In this case, however, we would be shirking our responsibilities were we to attempt to decide the best interests of Bryan from a barren record. This court has frequently indicated that where the record is incomplete, remand is necessary. Gunter v. Gunter, supra; Augustine v. Augustine, supra; Commonwealth ex rel. Grillo v. Shuster, supra; Commonwealth ex rel. Ashfield v. Cortes, 210 Pa.Super. 515, 234 A.2d 47 (1967).

Therefore, the order of the lower court is vacated and the case is remanded for proceedings consistent with this opinion.

JACOBS, J., joins in this opinion as well as the concurring opinion below. HOFFMAN, J., concurs in the result of this opinion as well as that of the concurring opinion below. SPAETH, J., files a concurring opinion in which JACOBS, J., joins and in which HOFFMAN, J., concurs in the result.

. The relationship between Bryan and the appellees was never conclusively established. The appellees are the aunt and uncle of Duane Rawls, who admitted to fathering Bryan. However, George Hughes also admitted being the father. Appellant was uncertain, but suspected that Duane Rawls was not the father of her son.
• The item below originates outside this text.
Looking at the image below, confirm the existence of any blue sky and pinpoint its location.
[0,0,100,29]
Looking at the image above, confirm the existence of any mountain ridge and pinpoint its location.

. Rule 46 was abrogated effective July 7, 1976, by Pa.R.A.P. 5102. Lower courts are now required to file opinions pursuant to Pa.R.A.P. 1925.

. The lower court also justifies its decision on the grounds of “racial tensions”. Appellant is white. George Hughes, Duane Rawls, and appellees are black. The trial court decided that under the standards of the community, Bryan’s welfare would be enhanced by his living with a black family. However, “problems related to racial identity [are] inapplicable in custody proceedings. . . .” Commonwealth ex rel. Myers v. Myers, 468 Pa. 134, 143, 360 A.2d 587, 591 (1976).